Tuesday, March 18, 2014

Partisanship Key Factor for Keystone XL

Written by Korbel student Peter

Recent work by the Pew Research Center has illustrated the strikingly partisan nature of public opinion towards the proposed Keystone XL pipeline, which would carry oil derived from Canadian tar sands through the Midwest to refineries on the Gulf of Mexico. In aggregate, the public favors building the pipeline by a margin of more than 2-to-1, and amongst self-identified Republicans, Independents and Democrats , a majority was in favor of the pipeline's construction. Nonetheless, support for the project varies dramatically across the political spectrum.

Pew Research 2013
Breaking the responses down further, by not just party affiliation, but also ideological position within that party, paints a picture of consistent, strong and predictable correlation between a person’s politics and his or her attitude toward the pipeline. In fact, when moving across the political spectrum--sequentially, conservative Republican, moderate or liberal Republican, Independent, conservative or moderate Democrat, and finally liberal Democrat--at each step, support wanes and opposition grows relative to the previous group. Among conservative Republicans, only nine percent oppose the pipeline; at the other end of the spectrum, more than half of liberal Democrats (54%) are against it. As described above, this does not imply comparable numbers of supporters and opponents; liberal Democrats are, in fact, the only cohort with a majority opposed. In all other breakdowns – by gender, age, education, income and region – every group is strongly in favor.

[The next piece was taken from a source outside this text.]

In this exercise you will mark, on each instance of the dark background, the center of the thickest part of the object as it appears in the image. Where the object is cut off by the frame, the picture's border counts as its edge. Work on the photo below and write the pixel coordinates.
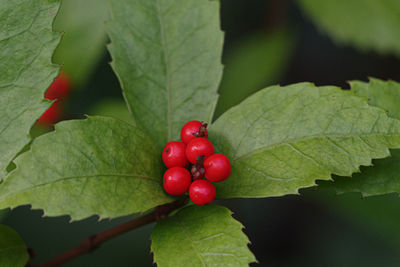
(312, 229)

Low numbers of “don’t know” responses amongst all groups across all breakdowns, ranging from three to seven percent, denote the high visibility of the Keystone XL issue. This already-high level of public awareness, combined with the manifest partisan divide, suggests that even in today's highly charged and uncompromising political atmosphere, the pipeline represents an especially intractable problem for American policymakers--overall public support notwithstanding.